Ng’andu argued that his client has given security hence the petition is compliant with Electoral Act provisions. Further he said Mogalakwe’s surety was sufficient as it was never challenged by any of the respondents. BDP lawyer Manewe argued that the petition was not compliant with the stated provisions of the Act and was as such a nullity. He argued that the point in limine raised by the court were in relation to mandatory provisions of Section 117 of the Act dealing with security, arguing that in accordance with Sections 117, 118 and 119, the petitioner must bind himself and have at least four sureties and since Mogalakwe has failed to comply, his petition must be dismissed with costs.
Advocate Redding argued that they never objected to Mogalakwe’s petition, but in their response to the points in limine raised by the court, said the law states that when filing a petition, in relation to issues of security, the petitioner, who is the principal debtor, must be supported by sureties. When reading the majority ruling Justice Motumise said that the court has found that the petition of Mogalakwe has complied with the regulations or the provisions of the Electoral Act hence the trial would proceed. He said he however, holds a different view that the petition does not comply, but two of his brothers Justices Gaopalelwe and Segopolo differed. On Wednesday afternoon, the judges adjourned the trial after ordering Mogalakwe’s attorney to give more statements to both the IEC and BDP attorneys.
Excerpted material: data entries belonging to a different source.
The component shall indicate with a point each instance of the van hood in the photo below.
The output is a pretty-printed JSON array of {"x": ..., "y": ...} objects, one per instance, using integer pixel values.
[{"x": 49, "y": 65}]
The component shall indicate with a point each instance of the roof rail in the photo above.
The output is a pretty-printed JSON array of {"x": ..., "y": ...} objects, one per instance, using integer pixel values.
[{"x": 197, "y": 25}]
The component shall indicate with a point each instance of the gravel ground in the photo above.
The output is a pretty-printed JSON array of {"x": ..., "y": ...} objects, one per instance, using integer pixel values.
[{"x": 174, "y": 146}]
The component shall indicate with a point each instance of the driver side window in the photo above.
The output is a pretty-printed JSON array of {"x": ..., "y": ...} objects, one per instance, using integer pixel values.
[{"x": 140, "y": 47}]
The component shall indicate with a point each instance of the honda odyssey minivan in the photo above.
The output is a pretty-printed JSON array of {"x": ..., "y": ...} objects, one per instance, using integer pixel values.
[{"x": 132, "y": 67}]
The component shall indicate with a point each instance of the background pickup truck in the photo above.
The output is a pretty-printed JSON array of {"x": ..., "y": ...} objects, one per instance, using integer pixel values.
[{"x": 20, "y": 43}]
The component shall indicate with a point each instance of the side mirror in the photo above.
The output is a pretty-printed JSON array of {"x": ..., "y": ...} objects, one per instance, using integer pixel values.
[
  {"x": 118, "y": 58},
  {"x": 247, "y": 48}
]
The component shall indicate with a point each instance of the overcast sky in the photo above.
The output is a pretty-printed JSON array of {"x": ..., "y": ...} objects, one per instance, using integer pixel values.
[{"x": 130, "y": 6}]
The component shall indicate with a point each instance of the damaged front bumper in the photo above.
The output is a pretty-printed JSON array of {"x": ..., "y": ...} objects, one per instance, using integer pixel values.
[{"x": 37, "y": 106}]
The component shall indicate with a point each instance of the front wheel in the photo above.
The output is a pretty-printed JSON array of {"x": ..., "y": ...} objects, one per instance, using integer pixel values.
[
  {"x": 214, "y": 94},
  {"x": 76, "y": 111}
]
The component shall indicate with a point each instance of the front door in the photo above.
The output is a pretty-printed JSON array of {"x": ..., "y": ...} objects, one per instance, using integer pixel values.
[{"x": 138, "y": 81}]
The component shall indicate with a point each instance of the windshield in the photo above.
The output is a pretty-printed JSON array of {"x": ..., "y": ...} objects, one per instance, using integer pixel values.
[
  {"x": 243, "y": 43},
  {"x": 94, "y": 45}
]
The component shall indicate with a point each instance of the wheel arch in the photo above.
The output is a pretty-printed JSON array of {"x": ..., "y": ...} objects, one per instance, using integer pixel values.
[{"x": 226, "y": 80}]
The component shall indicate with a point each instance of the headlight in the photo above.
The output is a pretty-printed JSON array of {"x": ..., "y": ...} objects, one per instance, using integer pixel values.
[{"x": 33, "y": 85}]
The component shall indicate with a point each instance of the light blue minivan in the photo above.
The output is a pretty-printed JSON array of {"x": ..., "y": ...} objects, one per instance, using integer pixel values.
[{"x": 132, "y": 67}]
The attorney for both parties asked the court to order Mogalakwe’s attorney to furnish them with more details because the witnesses for Mogalakwe are saying more than what is in the statements in their possession. They argued that they need more information in order to prepare their defence sufficiently. The court ordered Mogalakwe's attorney to furnish them with more details. Mogalakwe's Attorneys promised to furnish both IEC and BDP attorneys with detailed statements on Monday The trial started on Wednesday with Mogalakwe giving his evidence in chief led by his attorney of record.
Mogalakwe singled out the names of people from IEC, police and BDP in his evidence-in-chief as the chief culprits in the electoral scam. He accused IEC officers of refusing to extend voting hours when many potential voters were around the polling station fence at closing time.He said IEC officers were biased and operated outside their mandate. He cited one Bajeleng Kaudimba – a BDP political activist whom he accused of being the lead actor in making the Moralane ward election not free and fair. He allegedly interfered with the electoral process from opening time at 6:30 am to closing at 7pm by always being in the voting line and telling voters to cast their votes for BDP candidates.